Searching and Sorting with O(n^2) processors in O(1) time

TL;DR

This paper introduces a novel parallel architecture using simple crosspoint switches that enables constant-time searching and sorting of $n$ elements, significantly reducing interprocessor communication overhead in large-scale systems.

Contribution

It proposes a new architecture with a linear crosspoint array and demonstrates how to perform fundamental operations like search and sort in constant or near-constant time.

Findings

Searching and sorting can be achieved in O(1) time with elementary logic gates.

The architecture reduces interprocessor communication by replacing complex networks.

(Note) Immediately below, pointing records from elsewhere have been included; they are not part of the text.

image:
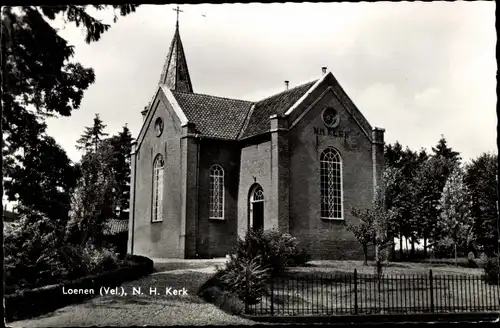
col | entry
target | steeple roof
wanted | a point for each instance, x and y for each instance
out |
(175, 74)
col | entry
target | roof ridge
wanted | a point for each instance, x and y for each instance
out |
(204, 94)
(285, 91)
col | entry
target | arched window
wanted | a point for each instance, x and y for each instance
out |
(331, 184)
(216, 192)
(158, 169)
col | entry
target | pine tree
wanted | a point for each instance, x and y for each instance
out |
(442, 149)
(40, 80)
(480, 178)
(456, 221)
(122, 147)
(92, 138)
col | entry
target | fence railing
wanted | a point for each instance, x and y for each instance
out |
(353, 293)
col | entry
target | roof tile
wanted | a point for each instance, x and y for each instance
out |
(214, 116)
(225, 118)
(277, 104)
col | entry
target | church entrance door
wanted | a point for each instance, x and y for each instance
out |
(257, 208)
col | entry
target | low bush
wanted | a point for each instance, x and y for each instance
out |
(36, 254)
(491, 270)
(275, 250)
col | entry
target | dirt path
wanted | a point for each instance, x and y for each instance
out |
(147, 309)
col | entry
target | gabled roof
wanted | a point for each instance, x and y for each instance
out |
(214, 116)
(277, 104)
(175, 73)
(115, 226)
(233, 118)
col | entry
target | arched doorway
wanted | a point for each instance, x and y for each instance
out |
(256, 208)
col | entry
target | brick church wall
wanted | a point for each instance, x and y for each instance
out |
(217, 237)
(327, 239)
(255, 168)
(158, 239)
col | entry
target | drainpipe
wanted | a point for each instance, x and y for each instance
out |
(133, 201)
(198, 139)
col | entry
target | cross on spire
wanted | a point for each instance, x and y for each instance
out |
(178, 11)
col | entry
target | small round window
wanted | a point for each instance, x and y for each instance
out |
(158, 126)
(330, 117)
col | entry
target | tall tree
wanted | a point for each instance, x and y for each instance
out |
(374, 222)
(39, 79)
(93, 201)
(364, 230)
(45, 179)
(480, 178)
(121, 145)
(93, 136)
(456, 221)
(428, 189)
(442, 149)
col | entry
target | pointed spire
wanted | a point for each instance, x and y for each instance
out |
(175, 74)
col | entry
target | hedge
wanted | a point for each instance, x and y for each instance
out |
(33, 302)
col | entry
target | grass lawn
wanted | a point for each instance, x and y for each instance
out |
(405, 288)
(135, 310)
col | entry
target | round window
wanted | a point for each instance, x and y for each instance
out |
(158, 126)
(330, 117)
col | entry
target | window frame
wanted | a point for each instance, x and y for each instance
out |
(157, 192)
(337, 161)
(216, 173)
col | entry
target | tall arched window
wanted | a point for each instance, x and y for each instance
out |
(216, 192)
(158, 169)
(331, 184)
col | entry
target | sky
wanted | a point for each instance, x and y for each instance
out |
(419, 70)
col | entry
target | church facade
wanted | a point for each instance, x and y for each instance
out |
(205, 169)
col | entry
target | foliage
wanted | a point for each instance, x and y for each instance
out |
(43, 179)
(37, 255)
(480, 178)
(456, 222)
(41, 81)
(364, 231)
(92, 201)
(400, 196)
(275, 250)
(121, 146)
(374, 222)
(93, 136)
(491, 270)
(246, 277)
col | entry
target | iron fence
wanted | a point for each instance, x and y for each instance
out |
(353, 293)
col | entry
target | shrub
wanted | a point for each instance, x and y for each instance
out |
(37, 254)
(246, 278)
(275, 250)
(491, 270)
(471, 261)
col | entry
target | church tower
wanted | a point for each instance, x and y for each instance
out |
(175, 73)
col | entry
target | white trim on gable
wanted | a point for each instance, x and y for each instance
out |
(175, 105)
(305, 95)
(172, 101)
(329, 89)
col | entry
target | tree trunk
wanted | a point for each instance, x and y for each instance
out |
(456, 259)
(425, 246)
(401, 246)
(393, 249)
(365, 250)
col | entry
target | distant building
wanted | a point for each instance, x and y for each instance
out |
(205, 169)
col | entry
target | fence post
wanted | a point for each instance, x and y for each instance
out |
(246, 294)
(272, 296)
(355, 291)
(432, 290)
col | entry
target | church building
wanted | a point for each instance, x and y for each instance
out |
(205, 168)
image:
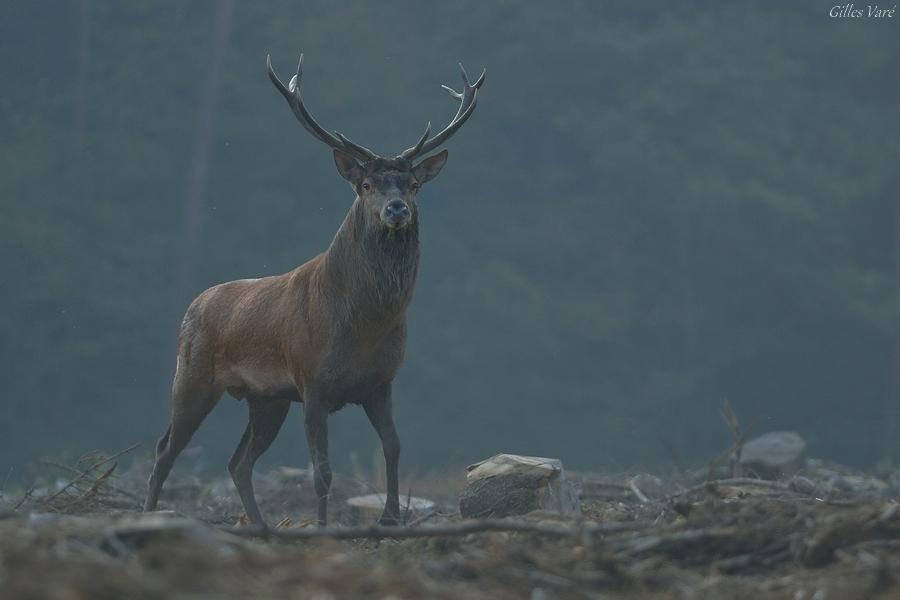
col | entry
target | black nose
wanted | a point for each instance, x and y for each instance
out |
(396, 211)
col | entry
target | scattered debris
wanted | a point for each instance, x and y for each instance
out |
(827, 531)
(509, 484)
(366, 509)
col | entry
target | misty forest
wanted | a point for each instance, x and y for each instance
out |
(668, 228)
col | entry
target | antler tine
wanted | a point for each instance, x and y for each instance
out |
(294, 98)
(468, 98)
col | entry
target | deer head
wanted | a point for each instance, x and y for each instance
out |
(386, 186)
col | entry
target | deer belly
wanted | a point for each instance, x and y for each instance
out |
(244, 382)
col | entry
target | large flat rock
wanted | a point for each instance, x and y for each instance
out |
(509, 484)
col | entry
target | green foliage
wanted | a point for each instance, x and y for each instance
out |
(655, 207)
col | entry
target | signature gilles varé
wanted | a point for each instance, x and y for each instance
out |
(869, 11)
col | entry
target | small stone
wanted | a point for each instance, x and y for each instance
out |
(774, 455)
(509, 484)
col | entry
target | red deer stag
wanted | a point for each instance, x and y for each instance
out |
(330, 332)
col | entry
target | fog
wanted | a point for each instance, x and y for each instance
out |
(655, 210)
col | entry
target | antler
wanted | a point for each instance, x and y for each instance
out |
(467, 100)
(291, 93)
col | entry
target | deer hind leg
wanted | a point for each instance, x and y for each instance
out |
(266, 419)
(380, 412)
(315, 423)
(191, 403)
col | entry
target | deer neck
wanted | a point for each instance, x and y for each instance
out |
(371, 270)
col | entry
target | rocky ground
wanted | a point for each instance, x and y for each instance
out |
(824, 531)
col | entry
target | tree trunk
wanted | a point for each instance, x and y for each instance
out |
(198, 173)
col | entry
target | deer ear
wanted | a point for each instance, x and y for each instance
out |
(348, 167)
(430, 167)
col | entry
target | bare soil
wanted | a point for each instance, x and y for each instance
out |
(808, 537)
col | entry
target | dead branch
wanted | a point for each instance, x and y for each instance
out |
(77, 479)
(445, 530)
(735, 481)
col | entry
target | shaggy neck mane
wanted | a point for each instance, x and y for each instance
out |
(370, 268)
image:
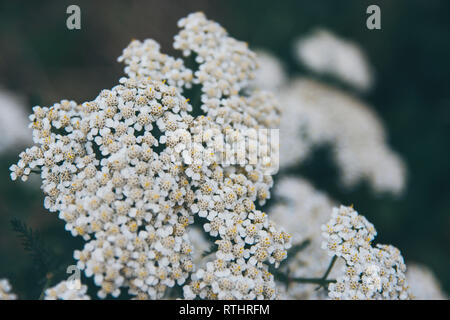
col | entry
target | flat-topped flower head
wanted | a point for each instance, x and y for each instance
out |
(129, 170)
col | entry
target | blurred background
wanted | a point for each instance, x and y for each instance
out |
(42, 62)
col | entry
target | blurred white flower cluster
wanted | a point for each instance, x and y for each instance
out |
(5, 290)
(315, 114)
(302, 210)
(325, 53)
(140, 174)
(130, 170)
(67, 290)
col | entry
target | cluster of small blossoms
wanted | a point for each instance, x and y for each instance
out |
(5, 290)
(326, 53)
(315, 114)
(129, 170)
(370, 272)
(67, 290)
(423, 283)
(301, 209)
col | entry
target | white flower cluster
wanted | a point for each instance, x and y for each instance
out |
(302, 210)
(67, 290)
(129, 170)
(327, 115)
(314, 114)
(324, 52)
(423, 283)
(5, 290)
(369, 272)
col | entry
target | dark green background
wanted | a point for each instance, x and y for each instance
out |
(44, 61)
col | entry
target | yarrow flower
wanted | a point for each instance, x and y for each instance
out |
(370, 272)
(130, 170)
(5, 290)
(67, 290)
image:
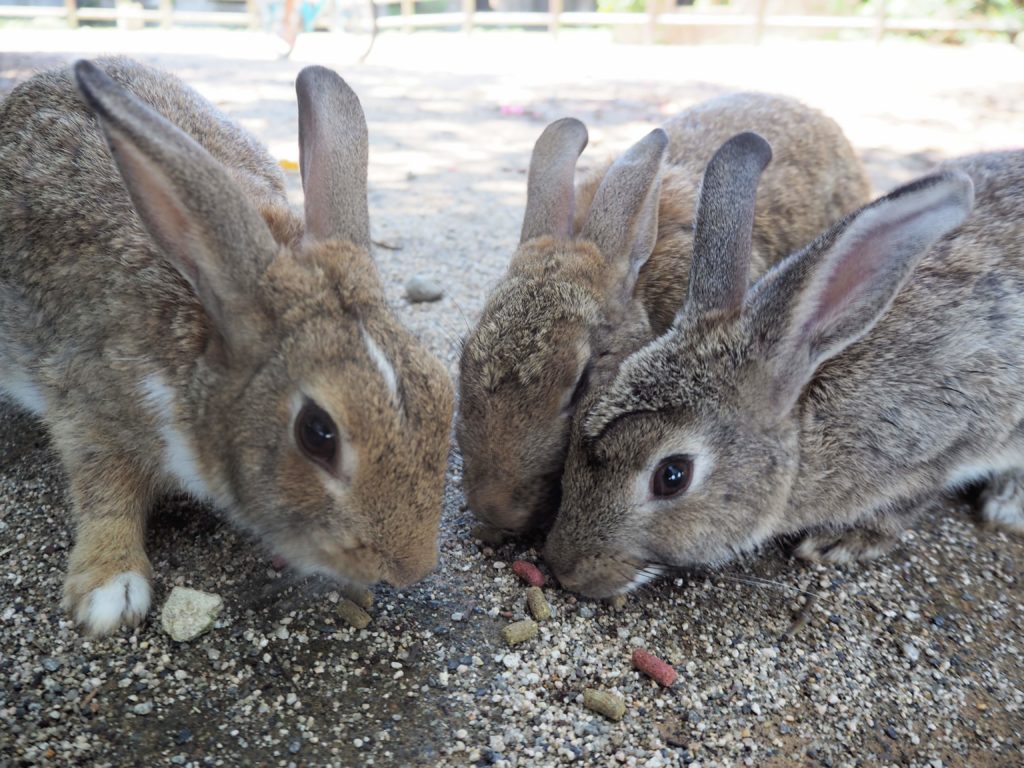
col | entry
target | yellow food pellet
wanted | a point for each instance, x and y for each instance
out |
(520, 632)
(538, 604)
(604, 702)
(353, 614)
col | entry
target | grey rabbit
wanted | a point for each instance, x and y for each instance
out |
(878, 366)
(600, 270)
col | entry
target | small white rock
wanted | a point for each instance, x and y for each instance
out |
(187, 613)
(421, 288)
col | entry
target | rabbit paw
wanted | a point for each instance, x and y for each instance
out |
(121, 600)
(1001, 503)
(845, 546)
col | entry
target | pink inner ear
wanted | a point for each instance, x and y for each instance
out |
(160, 208)
(852, 274)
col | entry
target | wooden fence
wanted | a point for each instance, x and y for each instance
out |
(654, 16)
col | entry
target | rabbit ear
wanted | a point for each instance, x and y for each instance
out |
(550, 189)
(819, 301)
(724, 225)
(623, 218)
(333, 158)
(192, 208)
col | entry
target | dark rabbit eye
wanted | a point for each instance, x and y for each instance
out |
(316, 434)
(672, 476)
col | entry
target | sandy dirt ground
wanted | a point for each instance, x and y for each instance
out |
(914, 659)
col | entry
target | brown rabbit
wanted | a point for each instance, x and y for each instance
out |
(176, 326)
(601, 269)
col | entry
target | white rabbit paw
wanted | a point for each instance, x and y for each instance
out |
(123, 600)
(1001, 503)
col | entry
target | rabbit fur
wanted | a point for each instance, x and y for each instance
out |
(177, 327)
(596, 276)
(870, 370)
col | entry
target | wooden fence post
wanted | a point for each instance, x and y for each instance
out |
(555, 9)
(166, 8)
(408, 9)
(759, 20)
(650, 31)
(880, 22)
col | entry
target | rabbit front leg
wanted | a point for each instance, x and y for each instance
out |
(108, 584)
(865, 541)
(1001, 502)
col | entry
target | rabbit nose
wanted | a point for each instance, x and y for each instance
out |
(568, 577)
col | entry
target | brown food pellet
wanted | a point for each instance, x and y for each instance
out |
(616, 602)
(538, 604)
(658, 671)
(358, 595)
(353, 613)
(604, 702)
(528, 572)
(487, 535)
(520, 632)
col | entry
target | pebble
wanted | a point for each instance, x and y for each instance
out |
(604, 702)
(421, 288)
(352, 613)
(911, 652)
(187, 613)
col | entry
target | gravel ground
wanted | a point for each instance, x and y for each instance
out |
(913, 660)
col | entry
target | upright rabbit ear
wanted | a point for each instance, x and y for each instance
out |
(623, 218)
(724, 225)
(192, 208)
(550, 189)
(333, 158)
(817, 302)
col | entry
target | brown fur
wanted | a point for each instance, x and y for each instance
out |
(90, 307)
(863, 374)
(513, 438)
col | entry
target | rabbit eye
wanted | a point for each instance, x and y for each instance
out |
(316, 434)
(672, 476)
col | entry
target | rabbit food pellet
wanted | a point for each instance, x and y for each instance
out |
(353, 613)
(538, 604)
(616, 602)
(604, 702)
(491, 537)
(528, 572)
(519, 632)
(358, 595)
(654, 668)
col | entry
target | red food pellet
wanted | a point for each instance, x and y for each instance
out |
(528, 572)
(654, 668)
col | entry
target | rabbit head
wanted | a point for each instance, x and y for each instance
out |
(316, 420)
(689, 456)
(552, 326)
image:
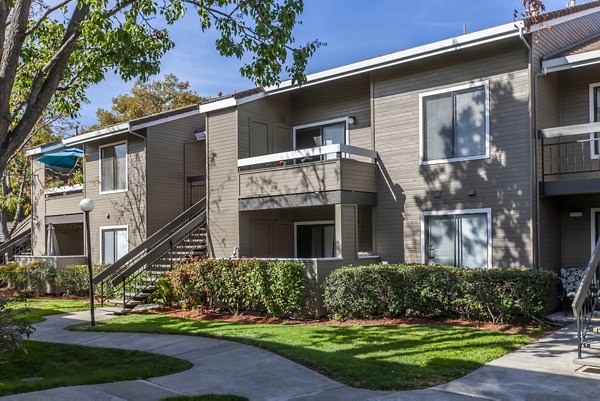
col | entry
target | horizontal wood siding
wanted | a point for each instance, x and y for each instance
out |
(501, 182)
(223, 187)
(63, 204)
(166, 181)
(121, 208)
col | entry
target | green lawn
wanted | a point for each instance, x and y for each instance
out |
(69, 365)
(376, 357)
(36, 309)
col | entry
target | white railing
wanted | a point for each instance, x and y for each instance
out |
(283, 157)
(64, 189)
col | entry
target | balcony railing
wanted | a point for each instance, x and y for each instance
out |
(569, 151)
(305, 155)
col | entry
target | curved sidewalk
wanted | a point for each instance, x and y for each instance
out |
(540, 371)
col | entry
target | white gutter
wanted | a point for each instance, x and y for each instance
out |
(101, 133)
(228, 102)
(572, 61)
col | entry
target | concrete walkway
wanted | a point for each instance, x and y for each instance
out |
(540, 371)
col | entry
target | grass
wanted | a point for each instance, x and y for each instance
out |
(207, 397)
(69, 365)
(376, 357)
(35, 309)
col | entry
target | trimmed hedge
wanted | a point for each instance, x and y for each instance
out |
(274, 286)
(409, 290)
(74, 279)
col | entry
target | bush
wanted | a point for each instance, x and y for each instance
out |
(74, 279)
(35, 277)
(274, 286)
(12, 328)
(498, 295)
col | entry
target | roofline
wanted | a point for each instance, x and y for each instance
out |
(415, 53)
(164, 119)
(101, 133)
(229, 102)
(571, 61)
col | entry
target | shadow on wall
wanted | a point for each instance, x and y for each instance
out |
(501, 181)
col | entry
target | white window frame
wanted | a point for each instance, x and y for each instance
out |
(126, 167)
(593, 212)
(486, 85)
(310, 223)
(425, 214)
(105, 228)
(321, 123)
(593, 154)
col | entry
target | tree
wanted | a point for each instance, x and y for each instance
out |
(148, 98)
(50, 53)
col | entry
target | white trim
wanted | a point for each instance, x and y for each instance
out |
(593, 212)
(320, 124)
(228, 102)
(101, 133)
(592, 113)
(114, 191)
(426, 214)
(298, 154)
(165, 119)
(310, 223)
(474, 84)
(104, 228)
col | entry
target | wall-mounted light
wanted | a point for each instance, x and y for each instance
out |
(575, 212)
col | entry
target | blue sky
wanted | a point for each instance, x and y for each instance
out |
(353, 30)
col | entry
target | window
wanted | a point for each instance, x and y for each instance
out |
(315, 239)
(455, 124)
(314, 136)
(114, 243)
(460, 239)
(113, 167)
(595, 117)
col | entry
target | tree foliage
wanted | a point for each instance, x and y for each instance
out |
(50, 53)
(148, 98)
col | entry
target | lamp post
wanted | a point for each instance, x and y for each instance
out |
(87, 205)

Sorting time is O(1) with threshold logic gates and O(log n log log n) with simple gates.

Abstract

The proliferation of number of processing elements (PEs) in parallel computer systems, along with the use of more extensive parallelization of algorithms causes the interprocessor communications dominate VLSI chip space. This paper proposes a new architecture to overcome this issue by using simple crosspoint switches to pair PEs instead of a complex interconnection network. Based on the cyclic permutation wiring idea described in \cite{oruc2016self}, this pairing leads to a linear crosspoint array of $n(n-1)/2$ processing elements and as many crosspoints. We demonstrate the versatility of this new parallel architecture by designing fast searching and sorting algorithms for it. In particular, we show that finding a minimum, maximum, and searching a list of $n$ elements can all be performed in $O(1)$ time with elementary logic gates with $O(n)$ fan-in, and in $O(\lg n)$ time with $O(1)$ fan-in. We further show that sorting a list of $n$ elements can also be carried out in $O(1)$ time using elementary logic gates with $O(n)$ fan-in and threshold logic gates. The sorting time increases to $O(\lg n\lg\lg n)$ if only elementary logic gates with $O(1)$ fan-in are used. The algorithm can find the maximum among $n$ elements in $O(1)$ time, and sort $n$ elements in $O(\lg n (\lg\lg n))$ time. In addition, we show how other fundamental queries can be handled within the same order of time complexities.